When only the edges of best–best relations are considered, the graph becomes much simpler and can be used effectively to find functional links, especially groups of orthologous genes as partial cliques and possible connections among them (A.Nakaya and M.Kanehisa, manuscript in preparation). In comparison with standard sequence similarity searches by BLAST or FASTA, the search result of SSDB is easier to interpret because of the additional information about best–best hits (Fig. 1A depicts the SSDB graph features).
On top of the SSDB graph, additional edges can be included to further identify various functional links. By incorporating the edges that represent adjacent genes on the chromosome, the gene clusters or operons that are conserved among multiple genomes can be identified (Fig. 1B). Other types of edges include common sequence motifs and common folds in the three-dimensional structures. As part of the SSDB database, sequence motifs in PROSITE (8) and Pfam (9) are precomputed for all proteins in the GENES database.
Access methods
The SSDB database is served by a separate server (http://ssdb.genome.ad.jp/). By specifying a gene of an organism, it is possible to search all neighbors of similar sequences above a given threshold, which is equivalent to usual sequence similarity searches, or to search selected neighbors including best–best neighbors, best neighbors and reverse best neighbors, which tends to produce functionally more meaningful results. SSDB can also be used to find conserved gene clusters (operons) as contiguous sets of best–best neighbors.
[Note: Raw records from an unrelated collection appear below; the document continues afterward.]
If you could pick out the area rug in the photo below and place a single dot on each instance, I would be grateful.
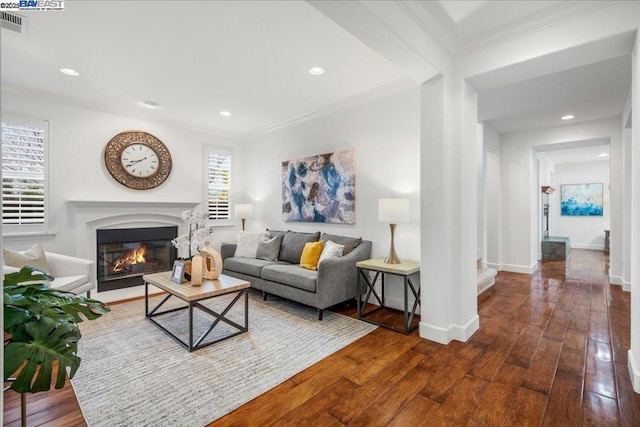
(132, 373)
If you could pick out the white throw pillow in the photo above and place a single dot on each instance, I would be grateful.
(331, 250)
(248, 244)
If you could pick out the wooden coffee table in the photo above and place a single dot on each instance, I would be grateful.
(192, 295)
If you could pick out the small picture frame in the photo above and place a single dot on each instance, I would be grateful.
(177, 275)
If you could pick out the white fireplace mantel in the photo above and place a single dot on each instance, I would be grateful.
(87, 216)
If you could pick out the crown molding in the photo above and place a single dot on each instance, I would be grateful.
(70, 101)
(367, 96)
(439, 28)
(540, 20)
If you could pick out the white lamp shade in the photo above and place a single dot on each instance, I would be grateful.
(243, 210)
(393, 210)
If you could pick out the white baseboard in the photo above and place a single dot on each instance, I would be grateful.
(452, 332)
(518, 268)
(587, 246)
(634, 372)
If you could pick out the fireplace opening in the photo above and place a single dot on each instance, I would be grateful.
(125, 255)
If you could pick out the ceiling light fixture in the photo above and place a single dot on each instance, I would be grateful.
(69, 72)
(316, 71)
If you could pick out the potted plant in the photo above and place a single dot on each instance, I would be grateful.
(40, 330)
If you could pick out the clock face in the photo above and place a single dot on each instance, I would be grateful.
(139, 160)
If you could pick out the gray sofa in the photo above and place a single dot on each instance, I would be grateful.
(334, 282)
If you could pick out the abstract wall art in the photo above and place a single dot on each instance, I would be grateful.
(581, 199)
(320, 188)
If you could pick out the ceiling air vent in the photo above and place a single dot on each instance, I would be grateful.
(13, 22)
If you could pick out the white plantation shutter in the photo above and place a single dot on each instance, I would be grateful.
(24, 173)
(219, 184)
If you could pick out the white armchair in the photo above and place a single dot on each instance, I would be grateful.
(71, 274)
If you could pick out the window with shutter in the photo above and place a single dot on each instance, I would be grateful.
(24, 175)
(218, 192)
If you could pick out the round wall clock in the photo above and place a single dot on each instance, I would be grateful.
(137, 160)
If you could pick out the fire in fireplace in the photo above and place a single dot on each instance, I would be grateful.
(125, 255)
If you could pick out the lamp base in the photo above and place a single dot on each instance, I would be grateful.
(392, 258)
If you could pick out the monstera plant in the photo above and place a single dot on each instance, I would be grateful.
(40, 329)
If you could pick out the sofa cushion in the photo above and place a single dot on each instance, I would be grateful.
(293, 244)
(311, 255)
(269, 247)
(34, 256)
(248, 244)
(350, 243)
(250, 266)
(291, 275)
(68, 283)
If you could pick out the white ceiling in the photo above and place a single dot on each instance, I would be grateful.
(248, 57)
(252, 58)
(590, 92)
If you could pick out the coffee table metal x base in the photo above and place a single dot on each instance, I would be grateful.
(363, 274)
(219, 317)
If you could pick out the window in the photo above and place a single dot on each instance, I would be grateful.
(218, 191)
(24, 175)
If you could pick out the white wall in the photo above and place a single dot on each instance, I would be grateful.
(77, 172)
(585, 232)
(385, 134)
(520, 187)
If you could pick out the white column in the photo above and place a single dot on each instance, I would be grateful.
(634, 351)
(448, 194)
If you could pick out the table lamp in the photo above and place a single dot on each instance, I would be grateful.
(243, 211)
(393, 211)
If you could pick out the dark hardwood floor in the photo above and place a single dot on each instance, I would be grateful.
(551, 350)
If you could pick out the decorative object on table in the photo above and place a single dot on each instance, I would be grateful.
(137, 160)
(393, 211)
(581, 199)
(41, 329)
(177, 275)
(243, 211)
(199, 232)
(213, 262)
(319, 188)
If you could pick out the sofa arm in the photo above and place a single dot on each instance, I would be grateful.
(65, 265)
(338, 277)
(228, 249)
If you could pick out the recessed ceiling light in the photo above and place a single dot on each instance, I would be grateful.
(69, 72)
(316, 71)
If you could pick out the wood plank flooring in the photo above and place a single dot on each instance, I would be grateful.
(551, 350)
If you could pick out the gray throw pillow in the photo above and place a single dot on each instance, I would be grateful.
(269, 247)
(293, 244)
(350, 243)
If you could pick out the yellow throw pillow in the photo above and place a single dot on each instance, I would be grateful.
(34, 257)
(311, 255)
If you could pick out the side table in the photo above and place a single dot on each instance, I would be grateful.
(380, 269)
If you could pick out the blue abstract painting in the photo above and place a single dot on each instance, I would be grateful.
(320, 188)
(581, 199)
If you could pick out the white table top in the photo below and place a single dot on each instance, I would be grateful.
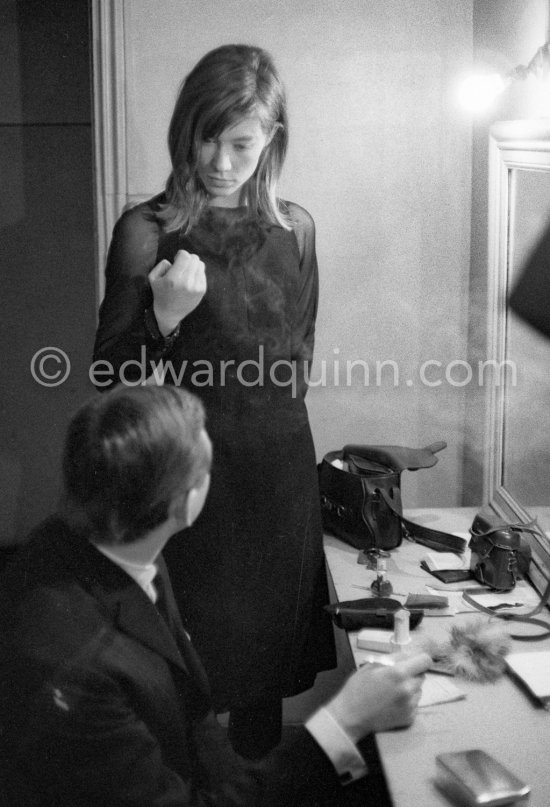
(499, 717)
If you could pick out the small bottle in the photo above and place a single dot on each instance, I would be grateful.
(401, 632)
(381, 586)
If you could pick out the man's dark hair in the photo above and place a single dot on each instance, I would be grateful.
(127, 453)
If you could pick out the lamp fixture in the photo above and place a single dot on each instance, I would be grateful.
(478, 92)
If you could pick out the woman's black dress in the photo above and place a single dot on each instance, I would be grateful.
(249, 575)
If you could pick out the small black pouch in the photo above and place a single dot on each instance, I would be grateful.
(500, 552)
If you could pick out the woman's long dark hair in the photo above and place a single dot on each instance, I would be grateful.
(227, 84)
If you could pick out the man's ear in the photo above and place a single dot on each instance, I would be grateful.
(187, 507)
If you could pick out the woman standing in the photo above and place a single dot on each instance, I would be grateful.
(217, 278)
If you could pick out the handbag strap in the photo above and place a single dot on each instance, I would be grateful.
(396, 458)
(434, 539)
(528, 617)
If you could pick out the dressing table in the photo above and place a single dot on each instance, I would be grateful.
(501, 717)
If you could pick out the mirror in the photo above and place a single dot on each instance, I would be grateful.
(518, 433)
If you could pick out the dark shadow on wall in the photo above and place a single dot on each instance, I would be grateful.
(47, 253)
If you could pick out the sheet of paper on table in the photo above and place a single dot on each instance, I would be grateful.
(439, 689)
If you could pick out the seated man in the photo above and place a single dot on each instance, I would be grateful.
(103, 700)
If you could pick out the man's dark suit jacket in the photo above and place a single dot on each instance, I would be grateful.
(102, 704)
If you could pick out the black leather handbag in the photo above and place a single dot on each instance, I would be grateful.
(500, 552)
(360, 488)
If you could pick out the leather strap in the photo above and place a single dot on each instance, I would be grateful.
(528, 617)
(434, 539)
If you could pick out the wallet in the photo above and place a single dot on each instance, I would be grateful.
(370, 612)
(448, 575)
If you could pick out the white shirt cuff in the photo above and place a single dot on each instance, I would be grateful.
(337, 745)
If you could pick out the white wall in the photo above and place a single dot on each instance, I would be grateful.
(380, 155)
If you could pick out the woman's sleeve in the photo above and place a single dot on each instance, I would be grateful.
(128, 344)
(303, 331)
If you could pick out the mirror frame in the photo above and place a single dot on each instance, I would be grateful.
(523, 144)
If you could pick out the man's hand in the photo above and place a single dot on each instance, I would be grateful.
(177, 289)
(380, 698)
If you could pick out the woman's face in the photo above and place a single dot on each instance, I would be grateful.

The information on sequence motifs is not fully integrated with SSDB yet. Separate searches can be made for sequence motifs in a given sequence or a given set of sequences, or for sequences with given motifs. Because motifs are precomputed, the search for all proteins with a given Pfam motif, for example, can be performed instantaneously.
SSDB for improving gene annotations
The SSDB database is utilized in other parts of the KEGG system, such as the genome map comparison that displays a dot matrix of similar genes. SSDB is also critical to gene annotations in KEGG. When a new genome sequence is publicly released, it is incorporated into the KEGG/GENES database and the DBGET/LinkDB system usually within 1 or 2 days. However, in order to start assigning ortholog identifiers, the SSDB computation must be performed, which may take up to 1 week depending on the genome size. Then, the annotation of ortholog identifiers is performed manually using GFIT (7) and other tools. Thus, the reconstructed pathways and the resulting gene catalog can be made publicly available several weeks afterwards. In order to cope with the rapidly increasing number of complete genomes, the detection of SSDB cliques is being implemented to partly automate ortholog identifier assignments, as well as to identify missed annotations.
PATHWAY DATABASE
Generalized protein interaction network
The data object stored in the PATHWAY database is called the generalized protein interaction network (3,10), or simply the network, which is a network of gene products (nodes) with three types of interactions or relations (edges): enzyme–enzyme relations which are two enzymes catalyzing successive reaction steps in the metabolic pathway, direct protein–protein interactions such as binding and phosphorylation, and gene expression relations involving transcription factors and target gene products. The generalized protein interaction network is drawn manually as a graphical pathway diagram (pathway map), and it is also stored as a set of binary relations. The set of binary relations is a computable form of the network information, but at the moment only the enzyme–enzyme relations are maintained (http://www.genome.ad.jp/brite/ECrel/ecrel.xl) where a relation consists of a pair of nodes (enzymes) and an edge (common compound) in between.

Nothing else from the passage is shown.